Wednesday, November 11, 2009

jSuneido Multi-Threading Issues

It didn't take much testing to find something that worked single-threaded but failed multi-threaded.

I was expecting this - I figured there'd be issues to work out.

But I was expecting them to be hard to track down and easy to fix and it turned out to be the opposite - easy to track down but hard to fix.

The problem turned out to be more a design flaw than a bug. I've thought of a few solutions but I'm not really happy with any of them.

Oh well, I knew all along this wasn't going to be easy. It'll come.

Monday, November 02, 2009

IntlliJ IDEA Goes Open Source

I recently learned that IntelliJ has released a free, open source community edition of their IDE.

IntelliJ is one of the main IDE's along with Eclipse and Netbeans. I hadn't looked at it much because the other two are free, but it does get some good reviews. (Apparently they did offer free licenses to open source projects but I wasn't aware of that.)

I tried downloading it and installing it and had no problems. It comes with Subversion support "out of the box" and I was easily able to check out my jSuneido project. That's more than I can say for Eclipse where it's still a painful experience to get Subversion working (at least on a Mac). IntelliJ proves that it is possible to do it smoothly.
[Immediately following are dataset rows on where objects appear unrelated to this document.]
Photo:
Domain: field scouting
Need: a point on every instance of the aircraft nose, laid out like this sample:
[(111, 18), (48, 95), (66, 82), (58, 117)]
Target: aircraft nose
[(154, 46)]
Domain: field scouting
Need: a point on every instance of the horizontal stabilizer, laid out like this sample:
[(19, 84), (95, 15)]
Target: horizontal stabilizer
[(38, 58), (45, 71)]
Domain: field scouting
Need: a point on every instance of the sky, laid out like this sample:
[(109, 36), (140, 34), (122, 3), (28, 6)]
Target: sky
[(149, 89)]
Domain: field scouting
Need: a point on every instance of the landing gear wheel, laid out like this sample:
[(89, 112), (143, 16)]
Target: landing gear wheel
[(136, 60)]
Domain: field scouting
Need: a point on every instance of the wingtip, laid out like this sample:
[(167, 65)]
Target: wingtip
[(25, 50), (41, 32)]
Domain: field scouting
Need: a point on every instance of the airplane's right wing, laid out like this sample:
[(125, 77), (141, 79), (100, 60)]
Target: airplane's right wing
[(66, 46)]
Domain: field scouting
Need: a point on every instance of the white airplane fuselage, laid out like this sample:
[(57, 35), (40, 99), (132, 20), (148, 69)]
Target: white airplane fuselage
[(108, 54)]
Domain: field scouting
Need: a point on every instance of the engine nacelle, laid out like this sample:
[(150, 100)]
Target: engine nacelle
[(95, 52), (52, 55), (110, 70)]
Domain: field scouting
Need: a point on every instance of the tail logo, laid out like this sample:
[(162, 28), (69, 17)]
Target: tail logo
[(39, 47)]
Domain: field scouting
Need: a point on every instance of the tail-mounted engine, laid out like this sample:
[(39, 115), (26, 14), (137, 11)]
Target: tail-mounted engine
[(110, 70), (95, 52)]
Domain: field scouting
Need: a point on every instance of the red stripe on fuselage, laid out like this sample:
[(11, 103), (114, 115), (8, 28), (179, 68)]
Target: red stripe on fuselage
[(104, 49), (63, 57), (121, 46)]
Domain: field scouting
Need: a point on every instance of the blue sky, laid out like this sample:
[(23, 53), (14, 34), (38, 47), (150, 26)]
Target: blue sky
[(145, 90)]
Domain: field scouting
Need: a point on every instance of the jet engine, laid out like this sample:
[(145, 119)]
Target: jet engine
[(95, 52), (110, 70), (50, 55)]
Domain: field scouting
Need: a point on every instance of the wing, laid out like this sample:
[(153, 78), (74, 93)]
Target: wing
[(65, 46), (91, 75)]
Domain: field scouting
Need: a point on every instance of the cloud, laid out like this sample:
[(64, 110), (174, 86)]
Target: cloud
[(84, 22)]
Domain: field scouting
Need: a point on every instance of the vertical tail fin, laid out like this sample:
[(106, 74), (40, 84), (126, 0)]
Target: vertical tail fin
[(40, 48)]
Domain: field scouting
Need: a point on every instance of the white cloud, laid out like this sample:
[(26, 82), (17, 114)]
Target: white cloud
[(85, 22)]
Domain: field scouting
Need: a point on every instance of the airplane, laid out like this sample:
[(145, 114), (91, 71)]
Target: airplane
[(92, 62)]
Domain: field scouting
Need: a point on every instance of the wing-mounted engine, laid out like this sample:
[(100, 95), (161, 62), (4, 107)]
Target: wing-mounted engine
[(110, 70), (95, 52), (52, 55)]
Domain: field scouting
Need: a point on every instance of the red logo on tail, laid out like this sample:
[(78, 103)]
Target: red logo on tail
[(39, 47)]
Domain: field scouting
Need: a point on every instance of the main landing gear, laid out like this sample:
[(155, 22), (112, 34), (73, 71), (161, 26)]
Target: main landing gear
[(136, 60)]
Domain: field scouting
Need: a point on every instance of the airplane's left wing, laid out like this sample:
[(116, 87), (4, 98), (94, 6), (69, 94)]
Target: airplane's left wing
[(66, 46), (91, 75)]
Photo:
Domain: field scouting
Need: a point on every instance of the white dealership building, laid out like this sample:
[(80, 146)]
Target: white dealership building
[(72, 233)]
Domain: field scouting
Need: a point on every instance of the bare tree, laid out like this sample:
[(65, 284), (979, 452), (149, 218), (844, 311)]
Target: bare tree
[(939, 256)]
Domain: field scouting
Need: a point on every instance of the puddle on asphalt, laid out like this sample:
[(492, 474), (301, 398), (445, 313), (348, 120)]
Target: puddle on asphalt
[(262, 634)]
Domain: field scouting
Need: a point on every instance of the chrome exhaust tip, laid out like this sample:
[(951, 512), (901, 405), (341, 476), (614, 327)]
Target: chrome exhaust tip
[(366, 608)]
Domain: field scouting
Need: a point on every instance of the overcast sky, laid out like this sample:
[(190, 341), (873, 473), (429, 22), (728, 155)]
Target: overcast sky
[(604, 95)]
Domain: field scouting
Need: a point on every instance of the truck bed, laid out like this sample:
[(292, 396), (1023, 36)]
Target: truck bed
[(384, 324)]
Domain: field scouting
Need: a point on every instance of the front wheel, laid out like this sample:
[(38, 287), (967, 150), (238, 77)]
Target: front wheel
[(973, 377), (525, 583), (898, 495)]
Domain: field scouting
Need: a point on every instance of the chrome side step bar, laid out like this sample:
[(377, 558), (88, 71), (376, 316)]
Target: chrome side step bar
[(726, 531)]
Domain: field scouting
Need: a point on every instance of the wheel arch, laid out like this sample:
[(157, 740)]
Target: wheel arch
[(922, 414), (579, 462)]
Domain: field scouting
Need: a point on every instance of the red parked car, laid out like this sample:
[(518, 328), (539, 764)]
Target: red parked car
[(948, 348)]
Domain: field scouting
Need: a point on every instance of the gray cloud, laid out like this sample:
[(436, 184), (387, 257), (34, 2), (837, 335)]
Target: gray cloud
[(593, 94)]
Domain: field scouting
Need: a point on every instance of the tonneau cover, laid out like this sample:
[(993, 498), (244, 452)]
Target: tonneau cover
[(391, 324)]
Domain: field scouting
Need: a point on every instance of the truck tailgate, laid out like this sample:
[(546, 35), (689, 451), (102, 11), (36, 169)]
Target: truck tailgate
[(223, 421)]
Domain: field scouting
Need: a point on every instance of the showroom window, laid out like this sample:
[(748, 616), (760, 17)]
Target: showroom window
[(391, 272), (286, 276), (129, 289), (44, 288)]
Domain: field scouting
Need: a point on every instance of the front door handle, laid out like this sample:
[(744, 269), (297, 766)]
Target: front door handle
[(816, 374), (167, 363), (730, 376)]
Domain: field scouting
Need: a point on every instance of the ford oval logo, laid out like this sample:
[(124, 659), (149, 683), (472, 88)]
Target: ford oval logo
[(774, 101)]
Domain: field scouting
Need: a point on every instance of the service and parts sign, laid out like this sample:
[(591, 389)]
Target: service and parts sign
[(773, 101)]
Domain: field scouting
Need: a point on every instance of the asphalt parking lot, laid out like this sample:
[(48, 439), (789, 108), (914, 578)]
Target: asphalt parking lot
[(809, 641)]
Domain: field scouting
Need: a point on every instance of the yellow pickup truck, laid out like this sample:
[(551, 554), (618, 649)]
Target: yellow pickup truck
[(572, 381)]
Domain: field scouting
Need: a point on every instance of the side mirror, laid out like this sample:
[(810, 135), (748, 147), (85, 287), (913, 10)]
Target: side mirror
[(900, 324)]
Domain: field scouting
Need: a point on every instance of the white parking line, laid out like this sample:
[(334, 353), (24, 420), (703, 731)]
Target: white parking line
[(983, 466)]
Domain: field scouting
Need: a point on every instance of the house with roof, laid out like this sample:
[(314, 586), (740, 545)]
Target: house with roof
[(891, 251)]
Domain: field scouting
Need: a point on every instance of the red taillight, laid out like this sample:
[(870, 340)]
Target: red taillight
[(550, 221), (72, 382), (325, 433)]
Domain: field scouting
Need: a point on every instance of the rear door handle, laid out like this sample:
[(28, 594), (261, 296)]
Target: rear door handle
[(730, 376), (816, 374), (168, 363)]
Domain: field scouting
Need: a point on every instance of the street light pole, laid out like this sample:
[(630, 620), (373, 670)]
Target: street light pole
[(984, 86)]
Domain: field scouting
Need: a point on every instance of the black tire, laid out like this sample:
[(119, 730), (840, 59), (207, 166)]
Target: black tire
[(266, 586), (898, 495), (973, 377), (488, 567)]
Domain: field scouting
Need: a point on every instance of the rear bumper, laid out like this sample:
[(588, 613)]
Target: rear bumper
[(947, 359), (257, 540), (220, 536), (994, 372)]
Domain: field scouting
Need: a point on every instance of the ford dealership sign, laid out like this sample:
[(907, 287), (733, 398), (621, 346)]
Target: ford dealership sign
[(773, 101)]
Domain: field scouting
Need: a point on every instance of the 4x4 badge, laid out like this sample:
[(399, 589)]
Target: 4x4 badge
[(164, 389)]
I haven't had time to play with it much yet. My first impression was that the UI was a little "rougher" than Eclipse. I can probably tweak the fonts to get it a bit closer. Maybe it's due to Eclipse using SWT. (I'm not sure what IntelliJ is using.)

IntelliJ is known for their strong refactoring. To be honest, I only use a few basic refactorings in Eclipse (like rename and extract method) so I don't know if this would be a big benefit. I should probably use more...

IntelliJ is also supposed to have the best Scala plugin. I'll have to try it. I tried the Eclipse one but wasn't too impressed with where it's at so far.

Friday, October 30, 2009

jSuneido Progress

Over the last couple of weeks I've been working on database concurrency in jSuneido. I basically ripped out all the transaction handling code that I ported from cSuneido and replaced it with a more concurrency friendly design.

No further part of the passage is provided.